Sony's chairman says he's stay at the helm of the ailing company for a revival plan that runs through 2013
By Mariko Yasu
(Bloomberg) — Sony Corp. (SNE) Chairman Howard Stringer wants to remain the company's chief for at least three years to meet a turnaround plan delayed by the global recession and the yen's surge to a 14-year high against the dollar.
The Welsh-born executive said yesterday he wants to lead Sony through a business plan that lasts through March 2013, by which time he'll be 71. Sony last month pushed back key profitability targets as the maker of Bravia televisions battles to recover from its first back-to-back annual losses since its 1958 listing.
"Compared to China and Korea, our fixed costs are high and the yen is high, which has an impact on our exports," said Stringer, who spoke with reporters at Sony's Tokyo headquarters. "It makes competition tough."
Stringer, who's cut about 30,000 jobs and shut more than a dozen factories since becoming chief executive officer in 2005, said he plans to continue streamlining Sony to compete against South Korean electronics makers such as Samsung Electronics Co. The former CBS president is championing a push into 3-D movies, online services and electric-car batteries to spur sales growth.
"There's so much being asked of Stringer and he's not a god," said Yuuki Sakurai, general manager of financial and investment planning at Tokyo-based Fukoku Mutual Life Insurance Co. "In the next stage, he's got to give a better picture of the business model."
Sony, which generated 76 percent of revenue outside of Japan last fiscal year, projected in October the yen would average 90 to the dollar in the six-month period beginning Oct. 1. The company estimates it loses about 1 billion yen ($11 million) in annual operating profit for every yen gain against the dollar.
The Japanese yen climbed to as high as 84.83 per dollar last week, its strongest against the greenback since July 1995. The won has fallen 20 percent against the dollar in the past two years, helping South Korean exporters gain market share from Japanese rivals.
Sony and Panasonic Corp., the world's two largest makers of consumer electronics, are eliminating more than 48,000 jobs as they struggle to compete against Samsung, Asia's largest maker of chips and flat screens.
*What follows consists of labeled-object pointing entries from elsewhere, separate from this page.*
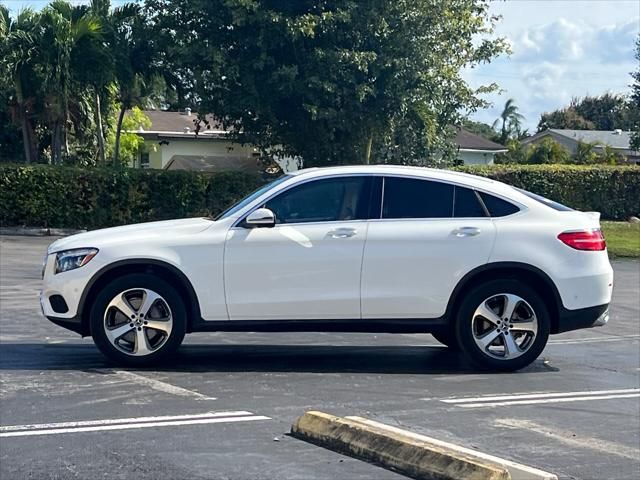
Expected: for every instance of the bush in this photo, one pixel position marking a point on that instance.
(45, 196)
(614, 191)
(68, 197)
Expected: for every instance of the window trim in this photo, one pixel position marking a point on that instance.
(238, 223)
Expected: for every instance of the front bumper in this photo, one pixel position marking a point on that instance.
(583, 318)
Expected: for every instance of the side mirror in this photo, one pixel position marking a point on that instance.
(262, 217)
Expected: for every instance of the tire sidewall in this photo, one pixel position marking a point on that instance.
(480, 293)
(127, 282)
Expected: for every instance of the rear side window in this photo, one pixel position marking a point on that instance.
(545, 201)
(466, 204)
(498, 207)
(413, 198)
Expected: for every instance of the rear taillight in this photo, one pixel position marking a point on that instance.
(584, 240)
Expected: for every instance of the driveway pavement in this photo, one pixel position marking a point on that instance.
(222, 410)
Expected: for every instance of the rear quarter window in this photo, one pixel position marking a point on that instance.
(498, 207)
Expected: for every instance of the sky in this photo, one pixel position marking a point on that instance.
(560, 49)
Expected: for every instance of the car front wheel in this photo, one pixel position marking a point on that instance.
(503, 325)
(138, 320)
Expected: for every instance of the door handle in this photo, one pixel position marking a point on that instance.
(342, 233)
(466, 232)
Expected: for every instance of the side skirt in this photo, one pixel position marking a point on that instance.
(391, 325)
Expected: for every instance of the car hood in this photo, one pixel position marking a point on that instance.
(131, 233)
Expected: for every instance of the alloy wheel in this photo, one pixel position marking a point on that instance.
(138, 321)
(504, 326)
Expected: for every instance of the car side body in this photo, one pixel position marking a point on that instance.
(367, 271)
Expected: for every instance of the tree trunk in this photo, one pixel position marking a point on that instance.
(101, 153)
(24, 121)
(116, 150)
(367, 151)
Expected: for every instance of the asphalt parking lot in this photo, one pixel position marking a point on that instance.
(225, 405)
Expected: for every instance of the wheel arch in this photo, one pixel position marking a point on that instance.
(532, 275)
(169, 273)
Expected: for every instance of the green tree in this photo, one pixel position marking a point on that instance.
(130, 144)
(510, 121)
(332, 81)
(635, 101)
(604, 112)
(19, 40)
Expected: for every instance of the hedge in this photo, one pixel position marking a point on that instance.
(614, 191)
(68, 197)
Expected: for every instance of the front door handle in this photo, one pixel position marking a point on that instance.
(342, 233)
(466, 232)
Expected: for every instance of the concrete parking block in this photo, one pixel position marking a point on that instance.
(394, 449)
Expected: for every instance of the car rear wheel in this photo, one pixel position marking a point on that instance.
(138, 320)
(503, 325)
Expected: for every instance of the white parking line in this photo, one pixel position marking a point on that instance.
(581, 441)
(538, 398)
(127, 423)
(161, 386)
(569, 341)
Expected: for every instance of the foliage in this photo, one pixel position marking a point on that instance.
(623, 238)
(635, 100)
(42, 195)
(76, 198)
(131, 145)
(510, 122)
(606, 112)
(614, 191)
(328, 80)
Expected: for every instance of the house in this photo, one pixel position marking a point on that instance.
(173, 144)
(618, 140)
(476, 150)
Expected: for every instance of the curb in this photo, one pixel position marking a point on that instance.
(414, 455)
(39, 232)
(392, 450)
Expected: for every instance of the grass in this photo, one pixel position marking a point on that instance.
(623, 238)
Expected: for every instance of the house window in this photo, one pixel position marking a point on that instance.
(144, 160)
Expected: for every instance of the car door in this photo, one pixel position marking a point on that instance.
(429, 236)
(307, 266)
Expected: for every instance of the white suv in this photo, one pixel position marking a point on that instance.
(481, 265)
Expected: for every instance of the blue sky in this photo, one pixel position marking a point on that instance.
(561, 49)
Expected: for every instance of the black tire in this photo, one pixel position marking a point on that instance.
(447, 338)
(169, 342)
(464, 325)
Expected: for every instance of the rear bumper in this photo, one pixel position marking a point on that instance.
(583, 318)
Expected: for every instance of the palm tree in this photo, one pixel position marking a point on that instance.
(18, 48)
(63, 27)
(511, 120)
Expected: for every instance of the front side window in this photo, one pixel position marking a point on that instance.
(414, 198)
(326, 200)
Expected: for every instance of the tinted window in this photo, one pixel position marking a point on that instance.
(412, 198)
(498, 207)
(251, 197)
(466, 204)
(327, 200)
(546, 201)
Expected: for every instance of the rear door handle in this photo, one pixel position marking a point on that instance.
(466, 232)
(342, 233)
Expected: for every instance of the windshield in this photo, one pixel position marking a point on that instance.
(251, 197)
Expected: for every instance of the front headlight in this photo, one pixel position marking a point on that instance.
(72, 259)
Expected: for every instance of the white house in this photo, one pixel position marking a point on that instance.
(476, 150)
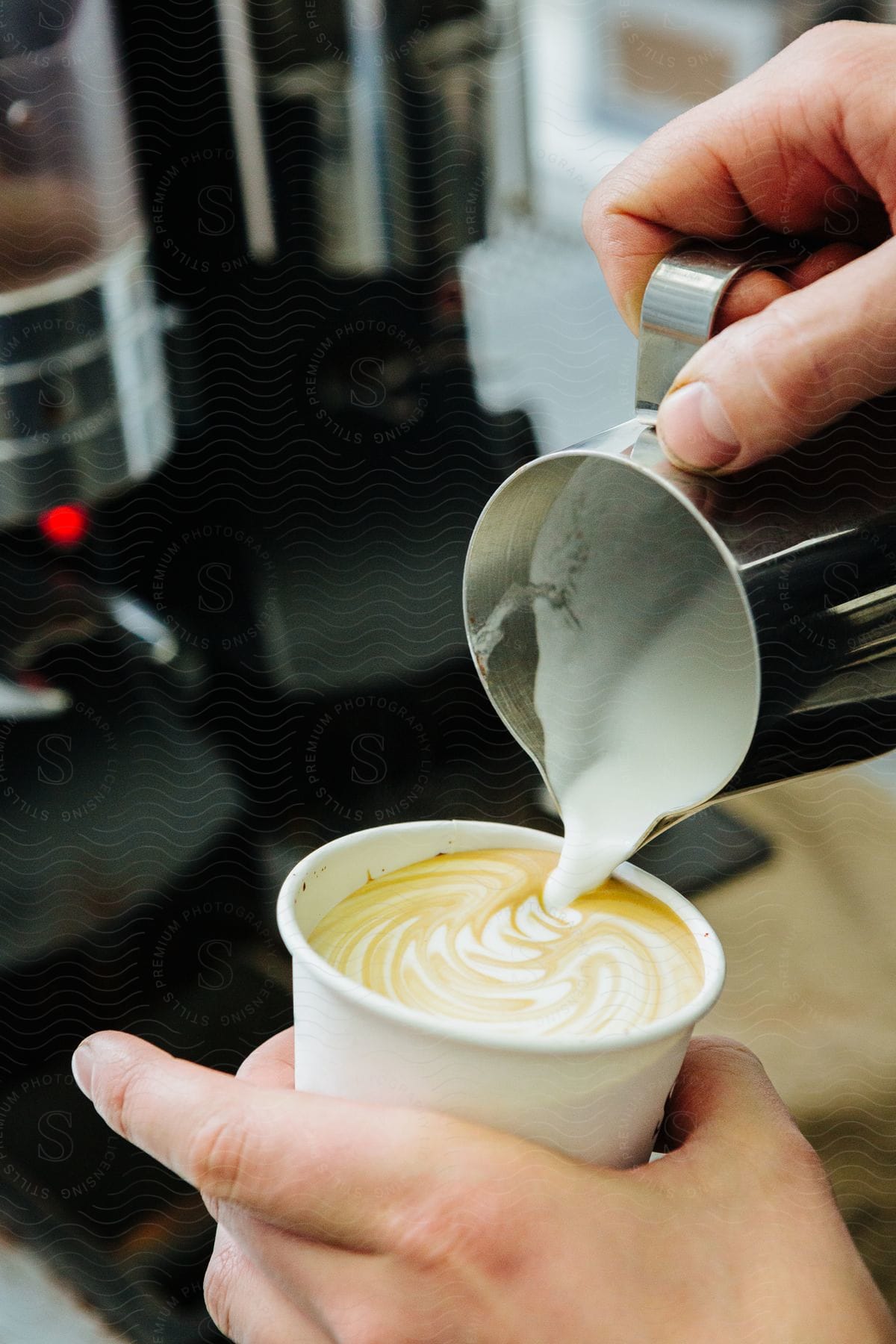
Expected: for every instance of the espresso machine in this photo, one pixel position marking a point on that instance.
(240, 456)
(272, 280)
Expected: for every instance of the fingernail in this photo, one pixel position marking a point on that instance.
(695, 430)
(82, 1068)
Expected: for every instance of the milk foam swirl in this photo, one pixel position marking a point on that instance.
(465, 936)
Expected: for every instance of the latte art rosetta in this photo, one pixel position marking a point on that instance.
(465, 936)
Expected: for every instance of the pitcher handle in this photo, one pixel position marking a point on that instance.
(680, 305)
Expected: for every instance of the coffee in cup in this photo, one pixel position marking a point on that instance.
(597, 1095)
(467, 936)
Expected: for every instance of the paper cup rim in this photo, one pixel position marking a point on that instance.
(472, 1034)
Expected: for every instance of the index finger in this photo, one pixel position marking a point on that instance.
(324, 1169)
(791, 147)
(272, 1065)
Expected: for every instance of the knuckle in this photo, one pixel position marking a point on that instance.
(220, 1287)
(461, 1226)
(217, 1156)
(790, 369)
(835, 52)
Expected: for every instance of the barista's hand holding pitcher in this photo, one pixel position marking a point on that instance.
(373, 1225)
(803, 147)
(346, 1223)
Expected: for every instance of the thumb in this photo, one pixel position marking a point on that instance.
(770, 381)
(724, 1095)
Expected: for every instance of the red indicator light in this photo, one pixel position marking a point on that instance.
(65, 526)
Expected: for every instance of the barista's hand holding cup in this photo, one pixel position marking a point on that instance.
(429, 974)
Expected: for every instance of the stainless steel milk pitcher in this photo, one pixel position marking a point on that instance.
(800, 551)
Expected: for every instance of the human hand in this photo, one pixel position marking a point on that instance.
(805, 146)
(378, 1225)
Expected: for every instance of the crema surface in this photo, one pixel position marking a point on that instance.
(467, 936)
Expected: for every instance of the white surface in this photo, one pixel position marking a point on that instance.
(598, 1100)
(34, 1307)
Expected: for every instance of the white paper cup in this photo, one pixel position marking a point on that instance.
(598, 1098)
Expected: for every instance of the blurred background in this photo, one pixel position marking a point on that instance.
(287, 289)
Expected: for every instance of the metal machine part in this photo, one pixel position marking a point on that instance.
(84, 402)
(82, 391)
(420, 121)
(808, 544)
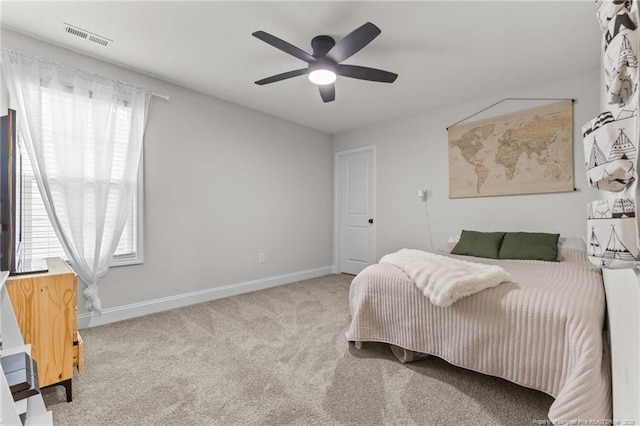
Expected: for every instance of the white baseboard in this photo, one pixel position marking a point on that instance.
(133, 310)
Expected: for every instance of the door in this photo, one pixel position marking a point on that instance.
(356, 233)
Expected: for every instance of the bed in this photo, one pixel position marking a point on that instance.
(542, 330)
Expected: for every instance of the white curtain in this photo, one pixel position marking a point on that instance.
(84, 136)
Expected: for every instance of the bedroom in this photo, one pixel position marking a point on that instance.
(267, 187)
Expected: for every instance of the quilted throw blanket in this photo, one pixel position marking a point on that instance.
(443, 279)
(543, 329)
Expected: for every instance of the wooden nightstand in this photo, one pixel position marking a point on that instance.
(45, 306)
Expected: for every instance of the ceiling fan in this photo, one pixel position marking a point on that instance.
(324, 63)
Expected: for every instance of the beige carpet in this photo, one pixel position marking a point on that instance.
(274, 357)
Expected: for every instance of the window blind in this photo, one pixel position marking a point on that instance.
(38, 237)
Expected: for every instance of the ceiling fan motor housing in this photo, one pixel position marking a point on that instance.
(321, 45)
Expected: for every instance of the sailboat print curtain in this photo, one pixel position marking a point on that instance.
(611, 142)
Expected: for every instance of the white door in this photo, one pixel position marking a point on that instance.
(357, 228)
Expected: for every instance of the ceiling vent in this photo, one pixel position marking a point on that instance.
(79, 32)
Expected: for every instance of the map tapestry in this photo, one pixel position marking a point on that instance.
(525, 152)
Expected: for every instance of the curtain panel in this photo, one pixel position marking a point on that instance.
(84, 137)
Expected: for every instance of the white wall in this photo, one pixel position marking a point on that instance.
(412, 154)
(222, 183)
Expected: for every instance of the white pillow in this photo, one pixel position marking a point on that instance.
(573, 242)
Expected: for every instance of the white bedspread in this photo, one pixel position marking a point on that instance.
(444, 279)
(542, 330)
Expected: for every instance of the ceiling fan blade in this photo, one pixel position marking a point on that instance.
(327, 92)
(283, 76)
(284, 46)
(365, 73)
(353, 42)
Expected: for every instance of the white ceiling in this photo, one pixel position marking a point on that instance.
(445, 52)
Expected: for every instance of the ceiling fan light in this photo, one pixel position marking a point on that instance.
(322, 76)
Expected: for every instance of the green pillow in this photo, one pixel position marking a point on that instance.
(530, 246)
(479, 244)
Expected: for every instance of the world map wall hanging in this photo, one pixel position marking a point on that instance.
(524, 152)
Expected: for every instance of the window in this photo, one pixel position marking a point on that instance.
(38, 237)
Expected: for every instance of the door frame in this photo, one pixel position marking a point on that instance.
(337, 203)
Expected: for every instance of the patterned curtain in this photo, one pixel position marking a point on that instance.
(611, 143)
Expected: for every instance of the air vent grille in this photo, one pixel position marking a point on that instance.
(79, 32)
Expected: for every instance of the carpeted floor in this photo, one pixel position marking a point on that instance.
(273, 357)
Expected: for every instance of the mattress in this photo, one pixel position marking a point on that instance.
(543, 330)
Suwon, Korea-based Samsung reported record profit in the third quarter, citing a global economic recovery that spurred a rebound in prices.
Stringer said yesterday Sony has adjusted the gain by the local currency and that he doesn't expect the yen to keep strengthening.
Sony rose 1.4 percent to close at 2,510 yen in Tokyo, extending its gain this year to 31 percent. Since Stringer became chief executive, the stock has fallen in excess of 30 percent, more than double the drop in Japan's benchmark Nikkei 225 Stock Average.
Sony saw "very positive signs" for sales of TVs, personal computers, PlayStation 3 game consoles and Blu-ray discs during the Thanksgiving week in the U.S., Stringer said.
Sony, which pioneered the portable-music industry with its Walkman players in the 1970s before ceding the market lead to Apple Inc. (AAPL), said it will start selling TVs, Blu-ray players and game consoles that can show 3-D images from next fiscal year. 3- D products, excluding content, will generate more than 1 trillion yen in 12 months to March 2013, Sony said last month.
Sony has struggled to produce hit products lately, Fukoku's Sakurai said. "Companies in the U.S. and other places are now the ones coming up with the gadgets, things like the iPod."
Sony is shifting its focus to selling new products such as 3-D TVs, lithium-ion car batteries and online services for downloading music and pictures as Stringer nears his target of cutting 330 billion yen in costs by eliminating 20,000 jobs this fiscal year.
Sony, which plans to spend 100 billion yen researching and developing lithium-ion batteries, is in talks with to supply its products to several automakers, Executive Deputy President Hiroshi Yoshioka said last week. The company, which recalled more than 9 million laptop batteries in 2006, is lagging behind Sanyo Electric Co. in entering the car-battery market.
"I don't think there are any deals that are written in stone," Stringer said, referring to battery makers' discussions with carmakers. "If you produce the right batteries, they will come."
Sony said last month it now aims to reach a 10 percent return on equity by March 2013, from its previous target of March 2011. To reach the goal, last achieved when the company posted record profit in the 12 months ended March 2008, Sony is selling 90 percent of its biggest North American TV- manufacturing site and plans to boost outsourcing of TV production.
"They may have to slim down their businesses and concentrate on the areas where they can win," Fukoku's Sakurai said. "He has to show which way the company is going to move and get people concentrated on moving in the same direction. He hasn't done that yet."